A little puzzle about the implementation details.

juho-lee / set_transformer

Pytorch implementation of set transformer

MIT License

537 stars 101 forks source link

A little puzzle about the implementation details. #10

Open Jack-mi opened 3 years ago

Jack-mi commented 3 years ago

Hi juho-lee! I have two little puzzles about your paper. In section 1-Introduction. You said "A model for set-input problems should satisfy two critical requirements. First, it should be permutation invariant the output of the model should not change under any permutation of the elements in the input set. Second, such a model should be able to process input sets of any size." But after reading the whole paper, I actually didn't know how you tackle with these two problems. For problem 1, I guess you may remove the position embedding from the initial Transformers? As for problem 2, I had totally no idea how you achieved it. Thank you!

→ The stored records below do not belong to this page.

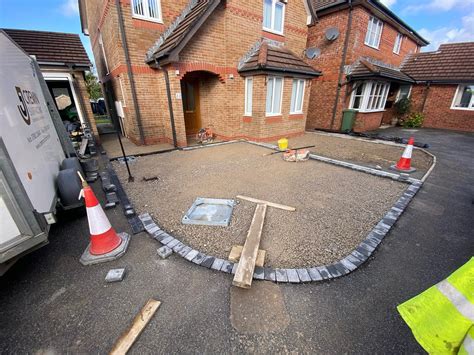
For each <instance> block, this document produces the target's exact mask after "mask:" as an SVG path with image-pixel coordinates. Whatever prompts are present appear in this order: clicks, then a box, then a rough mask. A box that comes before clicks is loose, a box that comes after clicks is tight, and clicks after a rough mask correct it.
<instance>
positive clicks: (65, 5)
mask: <svg viewBox="0 0 474 355" xmlns="http://www.w3.org/2000/svg"><path fill="white" fill-rule="evenodd" d="M59 11H60V12H61V13H62V14H63V15H64V16H68V17H70V16H76V15H79V3H78V2H77V0H65V1H64V3H63V4H62V5H61V7H60V9H59Z"/></svg>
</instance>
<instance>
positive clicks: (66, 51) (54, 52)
mask: <svg viewBox="0 0 474 355" xmlns="http://www.w3.org/2000/svg"><path fill="white" fill-rule="evenodd" d="M2 30H3V31H5V33H6V34H7V35H8V36H9V37H10V38H11V39H12V40H13V41H15V42H16V44H17V45H18V46H20V47H21V48H22V49H23V50H24V51H25V52H26V53H28V54H29V55H34V56H35V57H36V60H37V61H38V64H40V65H53V66H72V67H81V68H82V69H83V70H89V69H90V66H91V62H90V60H89V57H88V56H87V53H86V50H85V49H84V46H83V45H82V42H81V39H80V38H79V35H77V34H74V33H62V32H47V31H33V30H19V29H6V28H5V29H2Z"/></svg>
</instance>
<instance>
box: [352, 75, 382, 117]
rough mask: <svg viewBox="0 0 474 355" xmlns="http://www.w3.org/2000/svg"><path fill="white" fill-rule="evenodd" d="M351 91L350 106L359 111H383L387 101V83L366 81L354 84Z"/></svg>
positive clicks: (354, 109) (355, 109) (373, 111)
mask: <svg viewBox="0 0 474 355" xmlns="http://www.w3.org/2000/svg"><path fill="white" fill-rule="evenodd" d="M356 85H357V87H356V88H355V89H354V91H353V92H352V97H351V104H350V108H352V109H354V110H358V111H360V112H377V111H383V110H384V108H385V103H386V102H387V95H388V90H389V88H390V84H389V83H385V82H379V81H366V82H364V83H359V84H356Z"/></svg>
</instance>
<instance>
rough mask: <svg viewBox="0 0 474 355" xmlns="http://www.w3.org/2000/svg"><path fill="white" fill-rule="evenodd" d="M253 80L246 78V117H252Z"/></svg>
mask: <svg viewBox="0 0 474 355" xmlns="http://www.w3.org/2000/svg"><path fill="white" fill-rule="evenodd" d="M252 95H253V78H252V77H246V78H245V109H244V115H245V116H252Z"/></svg>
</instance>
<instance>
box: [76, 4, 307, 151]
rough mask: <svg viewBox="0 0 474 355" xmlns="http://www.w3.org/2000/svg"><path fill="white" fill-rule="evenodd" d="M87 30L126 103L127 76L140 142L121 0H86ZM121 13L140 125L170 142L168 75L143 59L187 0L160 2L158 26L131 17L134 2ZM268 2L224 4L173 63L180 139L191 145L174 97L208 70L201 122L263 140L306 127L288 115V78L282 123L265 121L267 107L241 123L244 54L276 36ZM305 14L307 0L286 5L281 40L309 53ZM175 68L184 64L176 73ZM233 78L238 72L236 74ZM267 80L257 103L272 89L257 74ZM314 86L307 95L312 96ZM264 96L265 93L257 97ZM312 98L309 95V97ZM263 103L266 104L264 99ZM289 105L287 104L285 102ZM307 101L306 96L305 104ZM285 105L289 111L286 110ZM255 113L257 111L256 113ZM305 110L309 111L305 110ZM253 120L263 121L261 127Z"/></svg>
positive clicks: (183, 121)
mask: <svg viewBox="0 0 474 355" xmlns="http://www.w3.org/2000/svg"><path fill="white" fill-rule="evenodd" d="M85 2H86V12H87V16H88V24H89V31H90V33H91V43H92V47H93V52H94V57H95V59H96V63H98V72H99V75H100V77H101V80H103V81H108V80H110V81H112V84H113V88H114V92H115V96H116V97H117V100H121V101H123V100H124V99H123V97H122V93H121V90H120V85H119V82H118V76H119V75H120V76H121V77H122V82H123V86H124V90H125V92H126V93H125V97H126V99H125V101H126V102H125V104H126V108H125V115H126V120H125V125H126V129H127V134H128V136H129V137H130V138H131V139H132V140H134V141H135V142H138V141H139V130H138V125H137V120H136V118H135V117H136V114H135V111H134V107H133V103H132V96H131V91H130V83H129V75H128V73H127V68H126V66H125V60H124V54H123V48H122V44H121V39H120V36H119V30H118V22H117V21H118V20H117V12H116V9H115V2H114V1H112V0H104V1H99V0H86V1H85ZM121 3H122V11H123V16H124V19H125V27H126V33H127V40H128V44H129V50H130V54H131V61H132V66H133V72H134V77H135V83H136V86H137V95H138V102H139V105H140V111H141V117H142V126H143V130H144V132H145V143H147V144H148V143H154V142H157V141H170V140H171V137H172V135H171V128H170V123H169V112H168V104H167V96H166V90H165V86H164V79H163V75H162V73H161V72H159V71H157V70H153V69H150V68H149V67H148V66H147V65H145V64H144V58H145V53H146V51H147V50H148V49H149V48H150V47H151V46H152V44H153V43H154V42H155V41H156V40H157V39H158V38H159V35H160V33H162V31H163V30H164V29H165V28H166V26H168V25H169V24H170V23H171V22H172V20H173V19H174V18H175V17H176V16H177V15H178V14H179V13H180V12H181V10H182V9H183V8H184V6H185V5H186V4H187V3H188V1H187V0H179V1H173V2H171V1H165V0H162V2H161V8H162V12H163V20H164V24H163V25H161V24H156V23H153V22H147V21H143V20H136V19H133V17H132V14H131V8H130V0H122V1H121ZM262 12H263V2H262V1H260V0H258V1H257V0H246V1H237V0H230V1H227V3H226V5H225V6H224V5H221V6H220V7H219V8H218V9H217V10H216V11H215V12H214V13H213V14H212V15H211V17H210V18H209V19H208V20H207V21H206V22H205V24H204V25H203V26H202V27H201V29H200V30H199V31H198V32H197V33H196V35H195V37H194V38H193V39H192V40H191V42H190V43H189V44H188V45H187V47H186V48H185V50H184V51H183V52H182V53H181V55H180V62H179V63H177V64H175V65H173V66H171V67H170V68H168V69H169V76H170V84H171V93H172V101H173V109H174V110H173V112H174V116H175V121H176V127H177V135H178V141H179V142H180V144H181V145H184V144H186V136H185V129H184V114H183V112H182V101H181V100H180V99H178V98H177V97H176V94H178V93H180V92H181V90H180V80H181V79H182V78H183V77H185V74H186V72H188V71H193V70H206V71H208V72H209V73H211V75H208V74H206V75H205V76H203V80H202V82H201V117H202V121H203V124H208V123H212V124H213V126H214V129H215V131H216V132H217V133H218V134H220V135H221V136H222V137H228V138H233V137H240V136H247V137H249V138H255V139H265V138H267V139H268V138H270V137H273V136H279V135H285V134H286V133H288V134H292V133H294V132H296V131H297V132H299V133H301V132H303V131H304V123H305V120H306V117H305V115H303V116H299V117H297V119H294V120H290V119H289V117H288V116H289V100H290V95H291V80H290V79H286V80H285V87H284V88H285V95H284V98H285V99H286V100H288V103H287V105H286V106H287V107H286V106H284V107H285V108H284V109H283V110H282V118H281V121H278V120H274V121H277V122H273V123H272V124H267V123H266V122H267V121H265V120H264V118H265V117H264V112H263V111H255V114H254V117H253V119H254V121H253V124H251V125H249V124H247V123H244V122H243V119H242V115H243V111H244V78H243V77H241V76H240V75H239V74H238V73H237V65H238V62H239V60H240V59H241V58H242V57H243V56H244V55H245V54H246V53H247V52H248V50H249V49H250V48H251V47H252V46H253V44H254V43H255V42H256V41H257V40H258V39H259V38H261V37H262V36H264V37H271V35H269V34H267V33H264V32H263V31H262ZM306 18H307V13H306V10H305V8H304V3H303V2H302V1H295V2H293V1H290V2H289V3H288V4H287V6H286V9H285V26H284V35H283V36H279V37H278V40H280V41H283V42H285V45H286V46H287V47H288V48H289V49H291V50H292V51H294V52H295V53H296V54H297V55H299V56H301V57H303V51H304V49H305V45H306V36H307V26H306ZM98 28H100V29H101V32H102V37H103V41H104V44H105V51H106V55H107V62H108V64H109V70H110V72H111V73H110V74H109V75H106V74H107V73H106V71H105V70H104V68H103V67H104V65H103V63H102V60H101V56H102V53H101V50H100V47H99V44H98V40H97V36H98V32H97V29H98ZM175 70H179V74H178V75H176V73H175ZM230 76H233V78H231V77H230ZM257 81H258V82H261V83H263V84H262V85H263V86H261V87H260V89H259V90H260V92H257V90H256V87H255V86H254V107H255V108H256V106H257V102H258V103H259V104H260V105H262V107H264V105H265V93H266V87H265V86H264V83H265V80H264V77H259V79H258V80H257V78H256V80H255V83H254V85H255V84H256V83H257ZM309 91H310V90H309V88H307V90H306V95H305V96H306V97H309ZM258 95H260V96H261V97H260V99H257V96H258ZM306 100H307V99H306ZM260 101H261V102H260ZM284 104H285V103H284ZM305 106H307V102H305ZM285 110H286V111H285ZM257 112H258V115H259V116H257ZM304 112H306V110H305V111H304ZM255 122H260V125H259V126H258V127H257V126H256V125H255Z"/></svg>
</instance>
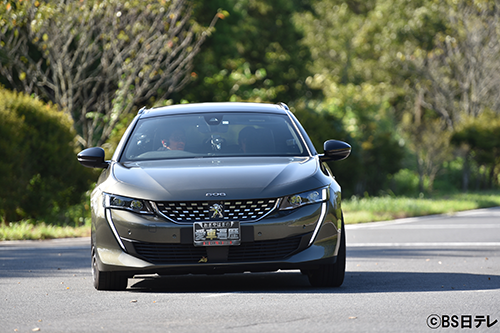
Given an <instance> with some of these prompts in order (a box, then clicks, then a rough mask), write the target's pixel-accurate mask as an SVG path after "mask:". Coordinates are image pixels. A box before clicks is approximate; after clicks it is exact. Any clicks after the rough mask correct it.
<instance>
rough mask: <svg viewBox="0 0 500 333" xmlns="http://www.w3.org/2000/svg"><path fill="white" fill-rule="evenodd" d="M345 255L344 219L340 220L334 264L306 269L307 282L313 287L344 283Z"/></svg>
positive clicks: (319, 286)
mask: <svg viewBox="0 0 500 333" xmlns="http://www.w3.org/2000/svg"><path fill="white" fill-rule="evenodd" d="M345 257H346V244H345V228H344V221H342V229H341V233H340V247H339V252H338V253H337V261H336V262H335V263H334V264H326V265H321V266H320V267H319V268H318V269H315V270H310V271H308V272H307V277H308V278H309V283H310V284H311V285H312V286H313V287H340V286H341V285H342V283H344V276H345Z"/></svg>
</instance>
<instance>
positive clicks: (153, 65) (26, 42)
mask: <svg viewBox="0 0 500 333" xmlns="http://www.w3.org/2000/svg"><path fill="white" fill-rule="evenodd" d="M192 11H193V8H192V4H191V2H189V1H187V0H174V1H164V0H160V1H158V0H147V1H139V0H135V1H128V2H122V1H119V0H102V1H101V0H89V1H84V2H82V1H65V0H61V1H47V2H43V1H34V0H31V1H23V2H15V3H12V4H11V3H9V4H8V5H7V6H6V7H5V8H4V10H3V12H0V15H1V17H2V18H3V19H2V21H3V22H4V24H3V26H2V28H1V31H0V41H1V45H2V49H3V50H4V51H5V53H6V54H7V58H8V59H9V60H8V61H7V62H2V63H1V66H0V73H2V75H4V76H5V77H6V78H7V80H8V82H9V84H10V85H11V86H12V87H14V88H16V89H18V90H20V91H25V92H26V93H35V94H37V95H39V96H41V97H43V98H45V99H46V100H49V101H52V102H53V103H55V104H57V105H59V107H60V108H61V109H63V110H67V112H69V113H70V114H71V116H72V118H73V120H74V125H75V128H76V130H77V132H78V134H79V135H80V142H81V144H82V145H83V146H85V147H88V146H96V145H97V146H99V145H102V144H103V143H105V142H106V140H107V139H108V138H109V136H110V134H111V131H112V130H113V128H114V126H115V125H116V124H117V122H118V121H119V120H120V119H122V118H123V117H124V116H126V115H128V114H130V113H131V112H132V111H133V110H134V109H135V108H137V106H138V105H141V104H146V103H153V102H154V100H157V99H162V98H166V97H168V96H169V95H170V94H172V93H173V92H175V91H178V90H180V89H182V88H183V87H184V86H185V85H186V83H188V82H189V81H190V79H191V76H190V75H191V72H192V69H193V59H194V56H195V55H196V54H197V53H198V52H199V51H200V47H201V44H202V43H203V42H204V41H205V39H206V37H207V36H208V35H209V34H210V33H211V31H212V30H213V27H214V25H215V23H216V21H217V19H218V16H217V15H215V16H214V17H213V19H212V21H211V23H210V25H209V26H208V27H207V28H205V27H202V26H201V25H199V24H198V23H197V22H195V21H194V20H193V19H192V16H191V15H192Z"/></svg>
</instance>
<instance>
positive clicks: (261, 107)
mask: <svg viewBox="0 0 500 333" xmlns="http://www.w3.org/2000/svg"><path fill="white" fill-rule="evenodd" d="M287 111H288V107H287V106H286V105H285V104H283V103H280V104H269V103H250V102H208V103H189V104H176V105H170V106H162V107H156V108H151V109H141V110H140V111H139V115H140V117H141V118H149V117H157V116H164V115H171V114H183V113H205V112H207V113H208V112H265V113H277V114H286V113H287Z"/></svg>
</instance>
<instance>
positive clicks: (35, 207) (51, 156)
mask: <svg viewBox="0 0 500 333" xmlns="http://www.w3.org/2000/svg"><path fill="white" fill-rule="evenodd" d="M74 137H75V133H74V130H73V128H72V121H71V119H70V118H69V117H68V116H67V115H66V114H64V113H62V112H59V111H57V109H56V108H55V107H54V106H52V105H50V104H45V103H43V102H41V101H40V100H38V99H36V98H32V97H30V96H27V95H25V94H21V93H13V92H10V91H7V90H5V89H3V88H2V89H0V151H2V158H1V159H0V184H2V186H0V221H2V220H3V221H5V222H10V221H17V220H19V219H21V218H35V219H38V220H41V219H43V218H46V217H47V216H49V215H51V214H53V213H54V212H57V211H58V210H64V209H65V208H67V207H68V206H70V205H72V204H76V203H79V202H80V200H81V194H82V193H83V192H85V191H86V190H87V189H88V187H89V185H90V179H91V178H94V177H95V175H92V174H91V173H90V172H89V170H88V169H85V168H82V167H81V165H80V164H79V163H78V162H77V160H76V158H75V141H74Z"/></svg>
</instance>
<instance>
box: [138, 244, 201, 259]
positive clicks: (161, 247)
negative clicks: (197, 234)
mask: <svg viewBox="0 0 500 333" xmlns="http://www.w3.org/2000/svg"><path fill="white" fill-rule="evenodd" d="M134 248H135V251H136V252H137V254H139V255H140V256H142V257H144V258H145V259H146V260H147V261H149V262H152V263H153V264H159V263H172V264H180V263H197V262H198V261H200V259H201V258H203V257H206V256H207V250H206V248H204V247H195V246H193V245H190V244H163V243H134Z"/></svg>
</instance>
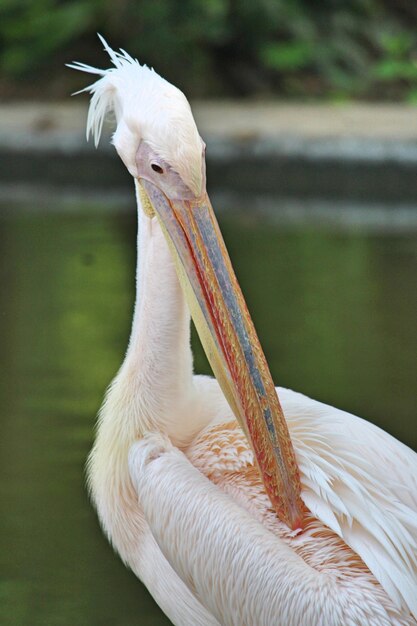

yoonholee commented 3 years ago

Hi, it seems your two questions are: (1) why is ST permutation invariant, (2) how can ST process input sets of any size.

(1) You’re exactly right. Simply removing the position embedding from Transformers corresponds to SAB in our paper and is permutation invariant. We also propose a new attention-based block called ISAB, which has lower computation cost and outperforms SAB in our experiments. SAB and ISAB are both permutation invariant because they determine outputs based only on input features and not their order.

(2) This is possible because of PMA, our attention-based pooling module. PMA takes as input a set of any size and outputs a set of size k. You can read more about this in section 3.2 of our paper (https://arxiv.org/pdf/1810.00825.pdf).

susu1210 commented 2 years ago

You have said that both SAB and ISB are permutation equivariant, but not permutation invariant. And the PMA is permutation invariant.

rpeys commented 1 month ago

Hi! Great paper. Following up on this old thread with a question - does your code actually handle sets with variably sized inputs? I would like to apply it to such a dataset, and I expected to see masks etc. to handle the variable sizes when calculating attention. Before I implement this myself, I wanted to check if I was missing something in your code. Thanks!

rpeys commented 1 month ago

Sorry, just found a separate issue that discussed my exact question, never mind!